Baixada Maranhense foi destruída por Flávio Dino e abandonada por Brandão

Os acessos para chegar a Baixada Maranhenses são precários por terra ou por mar

Não são poucos os integrantes da política partidária que fazem juras de amor pela Baixada Maranhense, em especial para Pinheiro, a principal cidade da região. Essa paixão cantada, alardeada e pregada por parlamentares, em ano eleitoral, chega a comover, mas nada além de palavras levadas pelo vento ou lavadas da oratória, após os resultados das urnas.

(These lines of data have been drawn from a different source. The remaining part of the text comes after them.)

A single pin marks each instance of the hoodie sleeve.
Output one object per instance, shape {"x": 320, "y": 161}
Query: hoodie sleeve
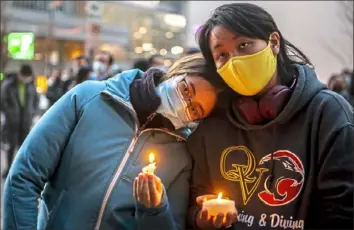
{"x": 200, "y": 181}
{"x": 336, "y": 165}
{"x": 37, "y": 160}
{"x": 171, "y": 213}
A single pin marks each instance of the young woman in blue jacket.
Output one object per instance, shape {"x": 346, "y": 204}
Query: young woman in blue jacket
{"x": 77, "y": 167}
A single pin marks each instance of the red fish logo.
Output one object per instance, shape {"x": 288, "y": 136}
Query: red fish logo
{"x": 289, "y": 185}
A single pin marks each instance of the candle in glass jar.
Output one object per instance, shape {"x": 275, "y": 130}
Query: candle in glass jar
{"x": 150, "y": 168}
{"x": 215, "y": 206}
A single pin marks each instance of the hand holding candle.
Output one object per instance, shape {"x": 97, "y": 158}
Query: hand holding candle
{"x": 148, "y": 188}
{"x": 216, "y": 212}
{"x": 150, "y": 169}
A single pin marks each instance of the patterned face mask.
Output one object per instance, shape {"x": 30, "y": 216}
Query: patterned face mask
{"x": 173, "y": 106}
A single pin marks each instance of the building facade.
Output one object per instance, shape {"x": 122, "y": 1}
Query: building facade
{"x": 66, "y": 29}
{"x": 323, "y": 30}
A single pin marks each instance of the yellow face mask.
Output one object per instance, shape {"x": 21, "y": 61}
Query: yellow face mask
{"x": 248, "y": 75}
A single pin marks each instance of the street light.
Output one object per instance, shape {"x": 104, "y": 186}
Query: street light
{"x": 53, "y": 5}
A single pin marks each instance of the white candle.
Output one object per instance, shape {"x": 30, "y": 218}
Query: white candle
{"x": 215, "y": 206}
{"x": 150, "y": 169}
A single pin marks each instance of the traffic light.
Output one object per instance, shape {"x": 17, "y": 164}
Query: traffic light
{"x": 41, "y": 84}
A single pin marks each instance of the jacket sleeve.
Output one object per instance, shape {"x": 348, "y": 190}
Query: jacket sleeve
{"x": 336, "y": 166}
{"x": 171, "y": 213}
{"x": 200, "y": 181}
{"x": 35, "y": 163}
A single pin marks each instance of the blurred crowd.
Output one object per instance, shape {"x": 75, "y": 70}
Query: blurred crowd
{"x": 343, "y": 84}
{"x": 20, "y": 99}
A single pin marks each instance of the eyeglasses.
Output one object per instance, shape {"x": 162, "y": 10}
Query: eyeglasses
{"x": 194, "y": 110}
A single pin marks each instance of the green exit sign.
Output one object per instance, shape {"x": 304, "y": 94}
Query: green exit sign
{"x": 20, "y": 46}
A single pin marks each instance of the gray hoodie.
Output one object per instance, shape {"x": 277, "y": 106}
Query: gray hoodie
{"x": 307, "y": 150}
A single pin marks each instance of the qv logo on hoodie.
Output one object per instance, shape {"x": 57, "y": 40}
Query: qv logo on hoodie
{"x": 282, "y": 191}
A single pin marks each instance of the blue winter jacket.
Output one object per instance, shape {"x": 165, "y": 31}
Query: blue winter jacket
{"x": 75, "y": 169}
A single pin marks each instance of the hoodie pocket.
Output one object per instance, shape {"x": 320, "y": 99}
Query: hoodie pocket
{"x": 53, "y": 212}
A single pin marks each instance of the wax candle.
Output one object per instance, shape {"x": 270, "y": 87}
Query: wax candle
{"x": 150, "y": 168}
{"x": 215, "y": 206}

A Baixada Maranhense, com toda sua imensidão e importância econômica e política, nunca ganhou a atenção necessária para o seu desenvolvimento social e humano. E quem mais sofre com tanto descaso e desinteresse é a população das dezenas de “municípios baixadeiros”.

Dona de imensuráveis belezas naturais, contudo, com o direito de ir e vir das pessoas comprometido por falta de infraestrutura e logística, a Baixada Maranhense, mesmo fazendo fronteira com a Ilha de São Luís, onde está situada a capital do Maranhão, parece ser um lugar distante e de difícil acesso.

Não por acaso, a travessia marítima para a região, por meio de ferryboats, é deplorável, rudimentar e  insegura. Já a rodovia MA-014, principal corredor terrestre da Baixada, é o que se pode chamar de aventura rodoviária, devido às péssimas condições da estrada. O aeroporto de Pinheiro, por sua vez, inaugurado com toda pompa pelo então presidente da República José Sarney, filho ilustre do lugar, virou acampamento de búfalos e de outros quadrúpedes.

Enfim, entrar ou sair da Baixada Maranhense por terra, por mar ou por ar é o maior dos desafios para moradores, visitantes, negociantes e investidores. Só é fácil para a classe política que posa em aeronaves nas fazendas particulares da região para seguirem à busca da popularidade e caça de votos, nas temporadas eleitorais.